In Next.js, layouts play a crucial role in organizing and structuring the overall appearance of web applications. By utilizing the powerful features of the Next.js framework, developers can create highly customizable and dynamic layouts that cater to their specific needs.

One such feature is the Link component, which offers an optional passHref attribute. When set to true, this attribute allows the href value to be passed as a prop to custom link components, providing developers with the flexibility to design their own link components with unique styling or behavior.

Layouts help extract common components like headers, footers into a reusable wrapper. For example:

export default function Layout({ children }) {
return (
    <Header />
    <Footer />

Layouts can then wrap each page and avoid repeating code while maintaining consistency. Next.js 13.4 improves layout nesting and composition through features like nested-layouts/layout.js.
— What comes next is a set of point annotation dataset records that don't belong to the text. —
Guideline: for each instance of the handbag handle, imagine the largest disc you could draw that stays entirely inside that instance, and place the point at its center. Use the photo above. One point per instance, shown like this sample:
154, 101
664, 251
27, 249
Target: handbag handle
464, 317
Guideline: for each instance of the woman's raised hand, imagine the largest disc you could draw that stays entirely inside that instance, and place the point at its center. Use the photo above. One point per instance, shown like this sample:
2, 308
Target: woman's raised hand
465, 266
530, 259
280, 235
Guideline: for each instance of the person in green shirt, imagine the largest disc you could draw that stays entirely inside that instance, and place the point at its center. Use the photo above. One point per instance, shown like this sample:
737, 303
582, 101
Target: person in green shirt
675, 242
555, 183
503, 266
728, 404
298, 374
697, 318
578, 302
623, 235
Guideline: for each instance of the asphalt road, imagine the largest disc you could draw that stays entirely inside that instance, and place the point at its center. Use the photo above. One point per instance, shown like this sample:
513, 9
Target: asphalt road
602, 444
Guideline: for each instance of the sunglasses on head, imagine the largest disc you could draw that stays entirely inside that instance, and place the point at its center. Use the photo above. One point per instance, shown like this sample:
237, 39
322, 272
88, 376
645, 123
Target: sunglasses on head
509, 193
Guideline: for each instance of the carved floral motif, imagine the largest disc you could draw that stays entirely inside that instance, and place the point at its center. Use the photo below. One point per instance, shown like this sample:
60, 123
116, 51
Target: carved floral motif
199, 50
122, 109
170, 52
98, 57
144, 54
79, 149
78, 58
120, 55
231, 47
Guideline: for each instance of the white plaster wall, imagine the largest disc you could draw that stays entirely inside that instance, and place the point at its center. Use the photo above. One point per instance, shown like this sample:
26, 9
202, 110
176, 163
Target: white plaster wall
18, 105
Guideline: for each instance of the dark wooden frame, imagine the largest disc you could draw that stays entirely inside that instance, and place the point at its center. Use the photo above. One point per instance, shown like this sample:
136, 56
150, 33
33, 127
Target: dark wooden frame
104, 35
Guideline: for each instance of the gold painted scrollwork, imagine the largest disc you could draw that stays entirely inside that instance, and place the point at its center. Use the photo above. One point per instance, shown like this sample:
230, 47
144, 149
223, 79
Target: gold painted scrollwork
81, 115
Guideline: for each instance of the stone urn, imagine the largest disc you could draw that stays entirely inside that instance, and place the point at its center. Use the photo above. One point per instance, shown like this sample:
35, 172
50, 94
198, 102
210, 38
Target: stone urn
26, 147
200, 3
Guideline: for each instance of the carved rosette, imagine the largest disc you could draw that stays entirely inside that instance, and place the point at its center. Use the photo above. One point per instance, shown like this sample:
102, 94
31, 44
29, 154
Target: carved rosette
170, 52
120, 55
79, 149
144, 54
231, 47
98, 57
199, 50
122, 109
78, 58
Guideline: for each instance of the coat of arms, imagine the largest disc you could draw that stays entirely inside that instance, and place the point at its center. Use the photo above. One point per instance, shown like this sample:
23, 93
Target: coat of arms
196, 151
By leveraging the performance benefits provided by the next/link module, developers can ensure that their custom link components not only look and function as desired, but also contribute to an optimized user experience. This is particularly important in modern web applications, where page load times and seamless navigation are essential for maintaining user engagement and satisfaction.
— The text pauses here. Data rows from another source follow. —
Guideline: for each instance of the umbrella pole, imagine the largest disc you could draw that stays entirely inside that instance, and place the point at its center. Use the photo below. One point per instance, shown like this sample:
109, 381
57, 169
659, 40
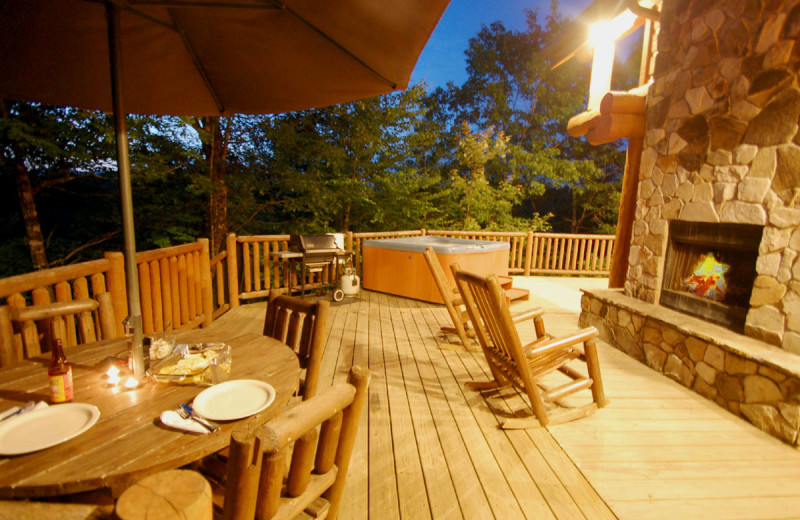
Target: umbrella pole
134, 318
Next.js offers a powerful and flexible framework for creating web applications with optimal performance and user experience. Through features such as dynamic routing, catch-all routes, and the Link component, developers can create adaptable and scalable applications that cater to various content structures. Furthermore, by utilizing different rendering strategies and leveraging the benefits of layouts, Next.js enables developers to build efficient, performant, and engaging web applications tailored to their specific needs.

Now, I'd love to hear your thoughts and gather any questions or topics you'd like me to address in future articles related to anything React and Web Development. Your input will help me provide more valuable insights and cater to your specific interests.